Lebensgeschichte

 

Tiefdruckgebiet ELISABETH

(getauft am 16.09.2014)

 

Zur Monatsmitte des Septembers 2014 stand einem flachen Höhentrog westlich der Iberischen Halbinsel, also ein Kaltluftvorstoß nach Süden, ein ausgedehntes Boden- und Höhenhoch über Skandinavien gegenüber. Mit dem Höhentrog korrespondierte ein schwaches Tief am Boden, dessen Zentrum sich mit knapp unter 1000 hPa über dem Ostatlantik westlich der Iberischen Halbinsel befand. Dynamische Prozesse in der mittleren und oberen Troposphäre, der untersten Schicht der Erdatmosphäre, sorgten um den 14. und 15. September dafür, dass sich der Höhentrog regenerieren und somit auch das dazugehörige Bodentief verstärken konnte. Diese etwa 600 km westlich von Lissabon über dem Atlantik analysierte Zyklone wurde in den frühen Stunden des 16. Septembers auf den Namen ELISABETH getauft. Die Ausläufer des Tiefs verliefen zu diesem Zeitpunkt vom Zentrum ausgehend zunächst als Okklusion, eine Front mit den Eigenschaften einer Warm- und Kaltfront, parallel zur portugiesischen Küste, um sich beim Okklusionspunkt auf der Breite von Kap Sao Vicente in die sich westwärts über den subtropischen Atlantik erstreckende Kaltfront aufzuspalten. Auch die für ein Tief typische Warmfront konnte als vorgelagerte Höhenwarmfront zwischen Okklusionspunkt und Kanaren analysiert werden. Im Tagesverlauf griffen die Ausläufer mit Schauern und Gewittern auf die Iberische Halbinsel über. Die damit verbundenen Niederschläge waren recht heterogen verteilt, wobei kaum nennenswerter Niederschlag, als auch örtlich über 30 l/m² in 12 Stunden fielen. Beispielsweise meldete die Station Caceres, in der Region Extremadura bis zum Abend um 18 Uhr UTC, was 20 Uhr MESZ entspricht, 38 l/m². In der sich anschließenden Nacht fielen ähnliche Regenmengen in Vigo mit 46 l/m² sowie in Cordoba mit 33 l/m².
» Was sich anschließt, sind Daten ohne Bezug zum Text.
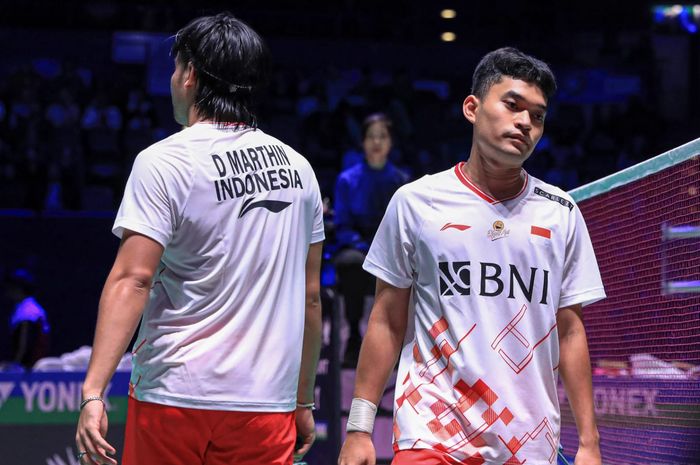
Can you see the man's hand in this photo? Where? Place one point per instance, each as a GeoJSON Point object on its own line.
{"type": "Point", "coordinates": [90, 437]}
{"type": "Point", "coordinates": [306, 432]}
{"type": "Point", "coordinates": [357, 450]}
{"type": "Point", "coordinates": [589, 455]}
Gleichzeitig verstärkte sich die Zyklone ELISABETH bis zum 17. September um 00 Uhr UTC auf etwas unter 995 hPa, verlagerte sich jedoch nur wenig, sodass das Zentrum weiterhin über dem Atlantik, etwa 300 km westlich der Nordwestspitze Spaniens lag. Die Okklusionfront hatte zu diesem Zeitpunkt bereits die Iberische Halbinsel überquert und den Golf von Biskaya, die Pyrenäen, sowie das Mittelmeer erreicht. Die sich anschließende Kaltfront verlief entlang der spanischen Mittelmeerküste südwestwärts über Marokko hinweg bis zu den Kanaren. Eine zweite, schwache Okklusionsfront befand sich dagegen über dem äußersten Westen Portugals und Spaniens. Während es tagsüber auf der Iberischen Halbinsel in feucht-warmer Subtropikluft zu weiteren, gewittrigen Schauern kam, wobei in Cordoba ein 12-stündiger Niederschlagswert von 28 l/m² registriert wurde, war die Niederschlagsneigung entlang der nordwärts über Frankreich vorankommenden Okklusion schwach. Dort fielen nur wenige Millimeter Niederschlag, vielfach blieb es auch trocken. Dagegen kam es in der sich anschließenden Nacht zu sehr kräftigen Schauern und Gewittern über Südfrankreich. Hier hatte sich im Bereich eines kleinen Randtiefs zwischen Balearen und Côte d'Azur ein großflächiges Gewittercluster gebildet, welches nordostwärts zog und bis zum Morgen um 06 Uhr UTC Niederschläge von bis zu 57 l/m² in Sète oder 50 l/m² in Aubenas/Vals-Lanas in der Provence brachte. Währenddessen erreichte die Okklusionsfront des Wirbels ELISABETH ohne nennenswerte Niederschläge bereits den Ärmelkanal, hatte sich jedoch über Frankreich kaum noch weiter ostwärts verlagert. Ebenso verhielt die sich südwestwärts anschließende Kaltfront über dem Mittelmeerraum und Marokko.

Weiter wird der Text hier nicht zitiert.